One of his favorite activities involved reciting poetry on Robert Frost walks. He’d stop at
- stone walls—Something there is that doesn’t like a wall…
- two diverging roads—I took the one less traveled by, and that has made all the difference.
- snowy woods—The woods are lovely, dark and deep, but I have promises to keep, and miles to go before I sleep.
I always wished I could tuck Alfred in my back pocket while exploring woods and fields. What bird is that? I’d ask. Or this flower…or fern…or……..
He loved the Lord, and sibling-couple get-togethers were special times of laughter, shared stories, Bible reading and prayer.

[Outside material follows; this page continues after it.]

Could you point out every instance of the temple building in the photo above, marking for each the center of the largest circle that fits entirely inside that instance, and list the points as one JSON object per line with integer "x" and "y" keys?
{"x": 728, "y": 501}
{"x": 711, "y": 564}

The three sibs entertained assorted crowds with their childhood dishwashing routine, alternating lines from Lewis Carroll’s “The Walrus and the Carpenter”:
‘The time has come,’ the Walrus said,
‘To talk of many things:
Of shoes—and ships—and sealing wax—
Of cabbages—and kings—
And why the sea is boiling hot—
And whether pigs have wings.’
We did talk of many things, with brother Alfred planted deep in my heart. My tears have watered this blog . . . . but I can’t quite forgive him for up and dying in a matter of hours, in full health at age 91. We fully expected he’d outlive us all!
One day…one day…he’ll give lectures on the fruit trees along the River of Life.